Еще несколько слов о похоронах Акутина, и вы услышите историю его любви к юной флейтистке, меня зовут Иннокентием, фамилия Лупетин, я отслужил на Военно-Морском Флоте и поступил в художественное училище, на один курс с Митей, а на….ское кладбище в тот день я попал потому, что был на похоронах одного художника-акварелиста, с кем случайно я познакомился и подружился, а он взял да и неожиданно помер. Очень мне было горько, что так вышло; я вместе с другими подошел к гробу, попрощался со старым художником, а затем отошел в сторонку, чтобы сделать хоть пару набросков на память. И тут увидел, что на бетонную площадку, где стояли разгруженные с машин гробы, приехал еще один автобус, и из него высыпали люди, полез духовой оркестр с трубами и огромным барабаном. А наш похоронный кортеж тоже был с духовым оркестром, и он уже стал наяривать по ходу дела что-то трескучее, дюже скорбное, а тут ударил вразрез ему новоприбывший оркестр, выдавая ту же самую дежурную скорбь, — вышла славная какофония. Подъехал еще один автобус, и я стал ждать дальнейшей потешки, однако ничего не случилось, потому что из машины вышел всего один человек, женщина в голубом пальто, брюнетка, и даже некому было вытаскивать гроб, его вытягивали ребята-могильщики в телогрейках, с красными от водки рожами.
Необыкновенная печаль была в этих похоронах без провожающих!
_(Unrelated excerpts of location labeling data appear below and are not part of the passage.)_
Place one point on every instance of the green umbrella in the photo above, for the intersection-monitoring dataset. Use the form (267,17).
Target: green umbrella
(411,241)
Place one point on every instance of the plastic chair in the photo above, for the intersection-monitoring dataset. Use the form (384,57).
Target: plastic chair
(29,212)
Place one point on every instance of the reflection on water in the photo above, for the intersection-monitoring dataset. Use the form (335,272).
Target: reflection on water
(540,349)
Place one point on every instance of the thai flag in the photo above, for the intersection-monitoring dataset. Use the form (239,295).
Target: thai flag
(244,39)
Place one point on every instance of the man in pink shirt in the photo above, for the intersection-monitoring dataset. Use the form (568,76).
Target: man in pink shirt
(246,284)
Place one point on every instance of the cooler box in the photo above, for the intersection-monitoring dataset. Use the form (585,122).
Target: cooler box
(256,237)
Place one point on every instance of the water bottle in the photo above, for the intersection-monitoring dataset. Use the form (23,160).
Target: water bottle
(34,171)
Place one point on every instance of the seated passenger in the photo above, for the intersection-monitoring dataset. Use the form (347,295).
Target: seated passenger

Бледная брюнетка, кстати, оказалась совсем недурна собою, она вызывала к себе массу всяческого сочувствия. Где вы, мои флотские подруги, невольно пришло мне на ум, где вы, матросская мечта? Стали бы вы, девочки, вот так же грустно смотреть на мой гроб, как эта молодица смотрит на бедную, обтянутую дешевой материей домовину? И вдруг меня как по лбу оглоблей огрели!